The Orioles, more affectionately known as the Birds or the O's to the city's serious fans, is Baltimore's Major League Baseball team. Get to know the O's here and learn how to plan a sports-filled trip to Baltimore.
Orioles Game Schedule & Tickets
The O's play ball at Oriole Park at Camden Yards, a natural grass ball park finished in 1992 and named for the original Oriole Park that was lost to fire back in the 1940s. The park was the first of the downtown retro ballparks to be built. Beautiful and scenic Oriole Park is located at 333 West Camden Street, just minutes away from many other exciting destinations, including Baltimore's famous Inner Harbor, great museums, diverse restaurants and exciting night life.
O's tickets can be purchased in advance online with print-at-home ticketing or in person at Oriole Park at Camden Yards. See what O’s game tickets are available and check their schedule to make sure you can catch a home game during your visit.
Tours of Oriole Park are also available and feature a look at the Orioles dugout, the Scoreboard Control Room, the Press Level and the exclusive Suite Level. Private tours can be scheduled for groups of 10 or more.
The History of Orioles Baseball
The city of Baltimore has a rich baseball history and has been home to many baseball teams for more than 125 years. The first record of baseball in Baltimore is from 1882, when Harry Vonderhorst sponsored a Baltimore team in the American Association of baseball clubs. In 1894, the Baltimore Orioles won their first professional baseball championship, and in 1903 the team moved to New York and eventually became today's New York Yankees.

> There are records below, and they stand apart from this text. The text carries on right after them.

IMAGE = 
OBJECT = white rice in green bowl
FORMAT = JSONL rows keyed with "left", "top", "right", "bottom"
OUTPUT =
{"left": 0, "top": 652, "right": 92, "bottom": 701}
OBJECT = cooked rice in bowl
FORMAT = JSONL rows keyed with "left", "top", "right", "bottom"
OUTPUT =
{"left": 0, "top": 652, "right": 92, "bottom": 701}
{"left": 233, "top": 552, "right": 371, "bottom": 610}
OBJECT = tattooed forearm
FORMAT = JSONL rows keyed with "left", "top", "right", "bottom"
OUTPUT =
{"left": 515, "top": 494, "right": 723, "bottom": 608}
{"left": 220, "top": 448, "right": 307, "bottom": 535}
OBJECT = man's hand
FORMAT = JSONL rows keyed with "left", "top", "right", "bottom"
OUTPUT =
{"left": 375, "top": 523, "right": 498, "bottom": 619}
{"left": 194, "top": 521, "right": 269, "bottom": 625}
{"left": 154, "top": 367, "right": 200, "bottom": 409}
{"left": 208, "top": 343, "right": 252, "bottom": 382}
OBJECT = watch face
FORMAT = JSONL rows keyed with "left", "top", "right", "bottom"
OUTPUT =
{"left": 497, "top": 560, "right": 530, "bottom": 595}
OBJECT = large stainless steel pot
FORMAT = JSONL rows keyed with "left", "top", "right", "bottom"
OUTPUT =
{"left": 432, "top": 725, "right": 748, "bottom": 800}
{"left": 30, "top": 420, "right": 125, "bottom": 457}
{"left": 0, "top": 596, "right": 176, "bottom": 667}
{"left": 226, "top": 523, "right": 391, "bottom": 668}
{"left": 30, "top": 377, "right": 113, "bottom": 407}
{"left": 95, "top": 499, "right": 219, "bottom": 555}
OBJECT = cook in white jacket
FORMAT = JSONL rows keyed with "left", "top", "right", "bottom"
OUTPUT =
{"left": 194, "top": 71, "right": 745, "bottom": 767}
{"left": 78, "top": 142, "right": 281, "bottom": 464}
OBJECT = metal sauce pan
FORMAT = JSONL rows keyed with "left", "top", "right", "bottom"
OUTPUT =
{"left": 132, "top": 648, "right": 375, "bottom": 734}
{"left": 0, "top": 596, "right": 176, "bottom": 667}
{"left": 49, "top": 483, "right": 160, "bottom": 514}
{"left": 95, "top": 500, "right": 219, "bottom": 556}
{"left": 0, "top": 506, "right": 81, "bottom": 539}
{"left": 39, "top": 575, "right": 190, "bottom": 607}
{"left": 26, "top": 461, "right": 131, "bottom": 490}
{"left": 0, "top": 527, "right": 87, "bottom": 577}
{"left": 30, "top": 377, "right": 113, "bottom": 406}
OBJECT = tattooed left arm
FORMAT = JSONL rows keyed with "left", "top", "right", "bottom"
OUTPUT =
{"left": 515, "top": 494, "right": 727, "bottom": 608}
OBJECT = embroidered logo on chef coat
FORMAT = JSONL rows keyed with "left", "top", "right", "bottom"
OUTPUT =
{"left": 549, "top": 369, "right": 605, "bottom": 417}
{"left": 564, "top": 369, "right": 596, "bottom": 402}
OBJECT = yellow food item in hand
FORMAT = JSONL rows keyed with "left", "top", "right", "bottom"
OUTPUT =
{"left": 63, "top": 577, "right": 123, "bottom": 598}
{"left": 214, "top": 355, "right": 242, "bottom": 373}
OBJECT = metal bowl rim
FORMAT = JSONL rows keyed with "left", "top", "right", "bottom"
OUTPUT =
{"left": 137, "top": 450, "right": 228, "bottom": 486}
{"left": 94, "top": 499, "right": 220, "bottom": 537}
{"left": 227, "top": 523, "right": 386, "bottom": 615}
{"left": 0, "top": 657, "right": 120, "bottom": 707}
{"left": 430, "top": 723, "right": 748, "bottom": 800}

Baltimore's Ties to Babe Ruth
George Herman “Babe” Ruth, Jr. was born in Baltimore, in 1895. When he was only 19 years old, Ruth was recruited by Jack Dunn, the owner and manager of the Baltimore Orioles, then a minor league Red Sox team. When players started referring to him as “Jack’s newest babe,” the nickname stuck. Babe Ruth played with the Orioles for just five months before the Major League Red Sox purchased his contract.
In 1967, Baltimore honored Babe Ruth when the community joined together to prevent Ruth’s historic birthplace from being demolished. No baseball fan can miss a visit to the Babe Ruth Birthplace and Museum – and it’s easy to find: just follow the 60 painted baseballs on the sidewalk to 216 Emory Street, a short walk from Camden Yards, then Camden Station.
Today's Baltimore Orioles
In September 1953, the St. Louis Browns moved to Baltimore after several dismal seasons and a drop in attendance. Renamed the Baltimore Orioles, after the black and orange state bird of Maryland, the team didn't perform much better - but the O's definitely attracted Baltimore baseball fans.
Things began looking up for the Birds in the late 50s, and by 1961, fans were rewarded with seeing Jim Gentile set 11 team records. The Baltimore Orioles finished the season 95-67-1.
Since 1966, the Orioles have won:
- Three World Series Championships (1966, 1970 and 1983)
- Seven American League Pennants (1944, 1966, 1969, 1970, 1971, 1979 and 1983)
- Nine Eastern Division Titles (1969, 1970, 1971, 1973, 1974, 1979, 1983 and 1997, 2014)
Baltimore Orioles Baseball Hall-of-Famers
Luis Aparicio, Roger Bresnahan, Reggie Jackson, Joe Kelley, George Kell, Joe McGinnity, Eddie Murray, Jim Palmer, Robin Roberts, Brooks Robinson, Frank Robinson and Hoyt Wilhelm - all Baltimore Oriole's players - have been inducted into The National Baseball Hall of Fame in Cooperstown, N.Y.
But let's not forget fan-favorite and hometown hero, Cal Ripken,Jr., who also has his own spot in the Cooperstown Hall of Fame. Nicknamed "Iron Man," Calvin Edward Ripken, Jr. played in 2,632 straight games in Major League Baseball. Born in Havre de Grace, Maryland, he spent his entire career with the Baltimore Orioles.
Plan a Trip to See a Baltimore Orioles Game
When you're in town, be sure to catch a Baltimore Orioles baseball game at Oriole Park at Camden Yards.